Could you verify that the encoding of the filepath is, in fact, UTF8? Filepaths in linux are free to be arbitrary bytes despite the locale settings. Most tools don't care, though I would expect the filepath to display incorrectly in the terminal and file browser if it were not UTF8. So it is probably a long shot but perhaps worth checking.
Hi, thank you for the suggestion. I tried running your script, and all filenames are decoded correctly, no exception was thrown (I also tried without try/except just in case something else gets thrown) However, you might be onto something here because, interestingly enough: while BASH prompt and autocompletition feature both decode the character correctly, `ls` does not and outputs a sequence of escape codes: Proc'$'\303\251''dures instead of Procedures (where first 'e' is the unicode char, and has french accent)

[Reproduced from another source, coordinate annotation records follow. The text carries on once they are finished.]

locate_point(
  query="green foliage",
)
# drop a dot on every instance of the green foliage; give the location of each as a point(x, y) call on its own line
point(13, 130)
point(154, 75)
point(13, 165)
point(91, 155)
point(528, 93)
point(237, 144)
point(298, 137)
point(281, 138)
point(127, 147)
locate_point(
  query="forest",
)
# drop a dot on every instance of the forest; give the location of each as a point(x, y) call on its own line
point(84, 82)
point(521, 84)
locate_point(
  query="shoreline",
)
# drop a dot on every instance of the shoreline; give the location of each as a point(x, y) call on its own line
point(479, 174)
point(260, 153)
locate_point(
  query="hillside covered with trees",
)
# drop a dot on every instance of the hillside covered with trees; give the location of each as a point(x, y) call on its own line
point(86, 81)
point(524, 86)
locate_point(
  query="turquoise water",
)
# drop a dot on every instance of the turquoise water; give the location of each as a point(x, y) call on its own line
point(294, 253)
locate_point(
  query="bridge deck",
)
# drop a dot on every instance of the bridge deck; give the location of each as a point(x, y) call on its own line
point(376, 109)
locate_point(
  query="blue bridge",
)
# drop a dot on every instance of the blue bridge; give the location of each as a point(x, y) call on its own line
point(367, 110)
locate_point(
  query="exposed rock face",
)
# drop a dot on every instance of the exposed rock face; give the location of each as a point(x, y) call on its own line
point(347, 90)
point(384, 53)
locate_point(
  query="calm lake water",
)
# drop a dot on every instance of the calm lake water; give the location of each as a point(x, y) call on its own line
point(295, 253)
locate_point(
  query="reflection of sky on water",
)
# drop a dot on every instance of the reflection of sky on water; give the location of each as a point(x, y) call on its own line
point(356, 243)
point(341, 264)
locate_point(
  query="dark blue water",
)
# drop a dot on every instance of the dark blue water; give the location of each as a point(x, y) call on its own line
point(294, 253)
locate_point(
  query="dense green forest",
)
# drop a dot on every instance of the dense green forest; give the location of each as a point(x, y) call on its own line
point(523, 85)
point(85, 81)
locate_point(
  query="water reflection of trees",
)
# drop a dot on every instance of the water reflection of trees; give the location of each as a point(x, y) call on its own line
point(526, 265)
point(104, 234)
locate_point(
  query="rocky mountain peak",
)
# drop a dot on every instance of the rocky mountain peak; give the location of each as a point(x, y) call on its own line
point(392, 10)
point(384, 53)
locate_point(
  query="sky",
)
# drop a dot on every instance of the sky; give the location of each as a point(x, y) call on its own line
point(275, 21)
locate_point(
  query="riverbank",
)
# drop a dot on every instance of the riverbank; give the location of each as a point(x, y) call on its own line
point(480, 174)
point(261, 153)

The following Python script, run in the directory containing the file/directory containing the french character should tell you if it it valid UTF8:
import os for item in os.listdir(b'.'): try: item.decode('utf8') except UnicodeDecodeError: print(item, "is not valid UTF8") raise
On Fri, Aug 2, 2019 at 12:48 PM Eli Schwartz via arch-general < arch-general@archlinux.org> wrote:
On 8/2/19 8:59 AM, John Z. wrote:
Hi everyone, there's a document on Dropbox, that has unicode character in its path (french character). Trying to open this document with libre office (Plasma is running) fails with 'file not found', and the path shown with error clearly presents the path with that unicode character replaced by '??'
What I tried: * copy the document in a path where there's no unicode - it opens * copy the document using shell - it works * copy the document using Dolphin (from Plasma) - it works * check $LANG - its set to `en_CA.UTF8` * search for 'libreoffice unicode path', 'archlinux unicode path' and plethora of similar search terms - not much came through
This makes me think the issue is actually with LibreOffice, but the reason I ask here, and not in their forum, is that on another computer running Ubuntu - this works without fail, so I'm fairly certain the issue is in some local configuration.
Could anyone shed some light on this, please, or at least point me in some direction where I could look?

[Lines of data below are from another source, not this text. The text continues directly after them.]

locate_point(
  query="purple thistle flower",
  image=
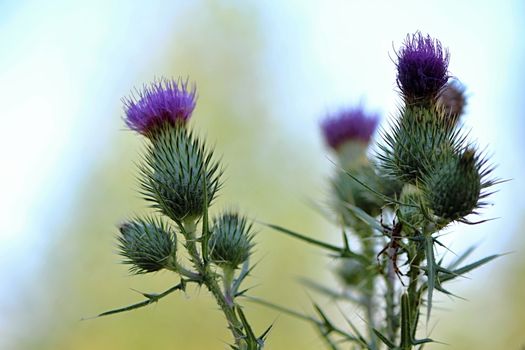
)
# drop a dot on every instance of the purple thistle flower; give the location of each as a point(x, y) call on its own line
point(349, 124)
point(422, 68)
point(163, 102)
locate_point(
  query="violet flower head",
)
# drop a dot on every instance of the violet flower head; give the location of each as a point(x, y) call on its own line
point(347, 125)
point(422, 68)
point(163, 102)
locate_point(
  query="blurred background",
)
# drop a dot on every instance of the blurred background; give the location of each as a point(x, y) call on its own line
point(267, 72)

Can you determine some steps that exactly reproduce the problem? Assuming that the problem should manifest when opening the file using /usr/bin/loffice /path/to/file, I tried creating a test file and opening it, and it worked:
$ mkdir -p '/tmp/unicode paths are 💩/' $ touch '/tmp/unicode paths are 💩/testfile.txt' $ loffice '/tmp/unicode paths are 💩/testfile.txt' $
I could successfully edit this file in libreoffice, save content, or reopen it. Tested with LANG=en_US.UTF-8 and the libreoffice-fresh package
-- Eli Schwartz Bug Wrangler and Trusted User
-- "That gum you like is going to come back in style."